Did you ever read, NOTES TO MYSELF by Hugh Prather?
If you were like me, and millions of others, it was one of my favorite books of poetry. He was the first published poet who wrote "free form verse poetry" like I did. He just wrote from his heart. My copy of this book is well and often read...
I loved and related to his work. He motivated me to organize my box of poetry into journals and began a habit of keeping journals for over forty years.
I read in the paper this morning he died in his hot tub after suffering a heart attack on November 15, at his home in Tucson, Arizona. He is survived by his wife Gayle Prather, their two sons and a son from a previous marriage. He was 72.
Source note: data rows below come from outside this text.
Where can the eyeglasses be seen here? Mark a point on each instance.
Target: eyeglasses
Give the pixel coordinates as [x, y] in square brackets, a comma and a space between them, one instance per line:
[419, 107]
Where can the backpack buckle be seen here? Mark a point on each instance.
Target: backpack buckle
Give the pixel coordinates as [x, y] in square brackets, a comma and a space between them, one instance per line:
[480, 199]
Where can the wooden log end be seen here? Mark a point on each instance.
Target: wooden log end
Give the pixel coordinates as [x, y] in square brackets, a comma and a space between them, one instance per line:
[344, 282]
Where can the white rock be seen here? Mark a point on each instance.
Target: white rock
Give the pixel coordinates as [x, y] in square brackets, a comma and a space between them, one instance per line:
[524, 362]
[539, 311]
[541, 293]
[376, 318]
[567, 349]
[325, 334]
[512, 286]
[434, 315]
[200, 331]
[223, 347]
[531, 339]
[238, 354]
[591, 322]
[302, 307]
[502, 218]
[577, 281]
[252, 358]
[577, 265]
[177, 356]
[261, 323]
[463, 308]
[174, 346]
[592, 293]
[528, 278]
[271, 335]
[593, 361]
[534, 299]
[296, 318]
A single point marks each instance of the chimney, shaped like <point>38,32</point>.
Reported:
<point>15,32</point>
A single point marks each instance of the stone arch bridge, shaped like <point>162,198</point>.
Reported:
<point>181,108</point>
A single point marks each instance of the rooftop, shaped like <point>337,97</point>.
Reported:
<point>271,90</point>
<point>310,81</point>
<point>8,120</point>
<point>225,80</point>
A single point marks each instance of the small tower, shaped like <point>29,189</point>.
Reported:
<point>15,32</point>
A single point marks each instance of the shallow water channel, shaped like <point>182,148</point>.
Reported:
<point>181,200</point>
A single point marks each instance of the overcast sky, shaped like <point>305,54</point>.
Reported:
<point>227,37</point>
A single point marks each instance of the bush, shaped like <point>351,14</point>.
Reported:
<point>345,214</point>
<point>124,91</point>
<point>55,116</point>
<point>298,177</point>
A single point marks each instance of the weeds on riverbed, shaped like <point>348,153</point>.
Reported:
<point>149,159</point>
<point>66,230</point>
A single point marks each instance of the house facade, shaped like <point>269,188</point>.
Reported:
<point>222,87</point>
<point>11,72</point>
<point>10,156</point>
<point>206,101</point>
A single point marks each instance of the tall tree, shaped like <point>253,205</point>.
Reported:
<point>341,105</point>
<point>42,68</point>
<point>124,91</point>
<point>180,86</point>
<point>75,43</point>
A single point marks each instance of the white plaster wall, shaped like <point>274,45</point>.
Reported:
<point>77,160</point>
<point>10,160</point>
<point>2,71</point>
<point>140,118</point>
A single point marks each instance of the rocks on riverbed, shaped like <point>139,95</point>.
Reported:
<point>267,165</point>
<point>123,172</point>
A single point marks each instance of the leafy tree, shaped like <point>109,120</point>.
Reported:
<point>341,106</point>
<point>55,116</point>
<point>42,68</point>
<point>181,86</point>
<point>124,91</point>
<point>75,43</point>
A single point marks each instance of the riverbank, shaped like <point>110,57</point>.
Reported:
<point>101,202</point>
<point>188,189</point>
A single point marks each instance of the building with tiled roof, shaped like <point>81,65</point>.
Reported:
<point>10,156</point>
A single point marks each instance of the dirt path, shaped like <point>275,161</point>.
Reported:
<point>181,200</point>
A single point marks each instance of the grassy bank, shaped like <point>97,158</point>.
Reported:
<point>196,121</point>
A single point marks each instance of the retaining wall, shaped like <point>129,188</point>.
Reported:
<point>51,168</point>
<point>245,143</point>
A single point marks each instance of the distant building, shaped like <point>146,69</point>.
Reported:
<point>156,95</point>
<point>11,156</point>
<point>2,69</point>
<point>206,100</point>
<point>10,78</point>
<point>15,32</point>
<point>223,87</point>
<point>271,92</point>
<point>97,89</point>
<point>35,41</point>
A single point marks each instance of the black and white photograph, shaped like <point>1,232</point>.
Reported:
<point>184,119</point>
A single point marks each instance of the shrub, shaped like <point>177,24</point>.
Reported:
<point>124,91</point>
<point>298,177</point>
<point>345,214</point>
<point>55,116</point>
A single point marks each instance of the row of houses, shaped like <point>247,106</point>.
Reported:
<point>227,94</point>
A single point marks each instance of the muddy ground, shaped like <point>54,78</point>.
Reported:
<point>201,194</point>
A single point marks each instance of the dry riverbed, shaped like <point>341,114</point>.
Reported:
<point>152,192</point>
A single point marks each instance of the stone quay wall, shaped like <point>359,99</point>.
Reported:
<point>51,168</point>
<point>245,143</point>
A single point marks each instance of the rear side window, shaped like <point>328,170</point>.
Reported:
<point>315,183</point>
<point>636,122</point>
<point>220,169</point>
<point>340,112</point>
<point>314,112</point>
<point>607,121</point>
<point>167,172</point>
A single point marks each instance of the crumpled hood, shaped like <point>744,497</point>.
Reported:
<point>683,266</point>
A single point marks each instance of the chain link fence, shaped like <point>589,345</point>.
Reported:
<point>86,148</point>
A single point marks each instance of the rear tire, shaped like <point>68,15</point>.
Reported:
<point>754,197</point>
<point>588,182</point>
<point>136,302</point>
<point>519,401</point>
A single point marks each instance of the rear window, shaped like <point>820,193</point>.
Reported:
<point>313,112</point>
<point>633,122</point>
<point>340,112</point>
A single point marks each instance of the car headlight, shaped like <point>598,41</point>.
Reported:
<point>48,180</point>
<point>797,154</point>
The article said he was a very humble and unassuming man, who was often quoted saying, "I'm no better than anyone else". People often offered to pay him for his advice and he would humbly refuse. If someone insisted, he would donate the money to charity. He wrote several books, which I have seven. He and his wife Gayle co-wrote a series of advice books for married couples.
Some favorite quotes from "Notes"...are:
"My trouble is I analyze life
instead of live it."
"Don't fight a fact, deal with it."
"Fame isn't fame. It only appears that way from a distance"
"Love unites the part with the whole.
Love unites me with the world and with
myself. My life work could well be love.
Love is the universe complete. Detachment
is the universe divided. Detachment divides
me from myself and from others. Love is
the vision that can see all as one and one
as all: "I and my father are one". Is
there but one reality and one truth? Love
shows me where all minds and essences unite.
How do I get love? I have it. I must
drop my definitions of love. Love is not
saying nice things to people or smiling or
doing good deeds. Love is love. Don't
strive for love, be it.
I love because I love."
Thank you Mr. Prather for all you have written and what you have meant in my life...
5 comments:
That is quite sad.
Well, there was a time in my life that I would have said he lived a full life. But now, as I get older myself, it seems premature. I appreciate the information, even if it is very sorrowful to have lost such a great man.
I am uncomfortable with most poetry...and it certainly is the fault of the poems. But you have convinced me that it is important for me to familiarize myself with Mr. Prathers' work.
I am not familiar with his work, Donna. I'm going to have to check into some of his books; I am sorry for his passing, 72 seems young, doesn't it?
betty
Perhaps the only good that comes from the loss of someone who has inspired us is the chance to look back and see how, through their work and their words, we became more than we might have been without them. I'm glad he gave so much to you and many others.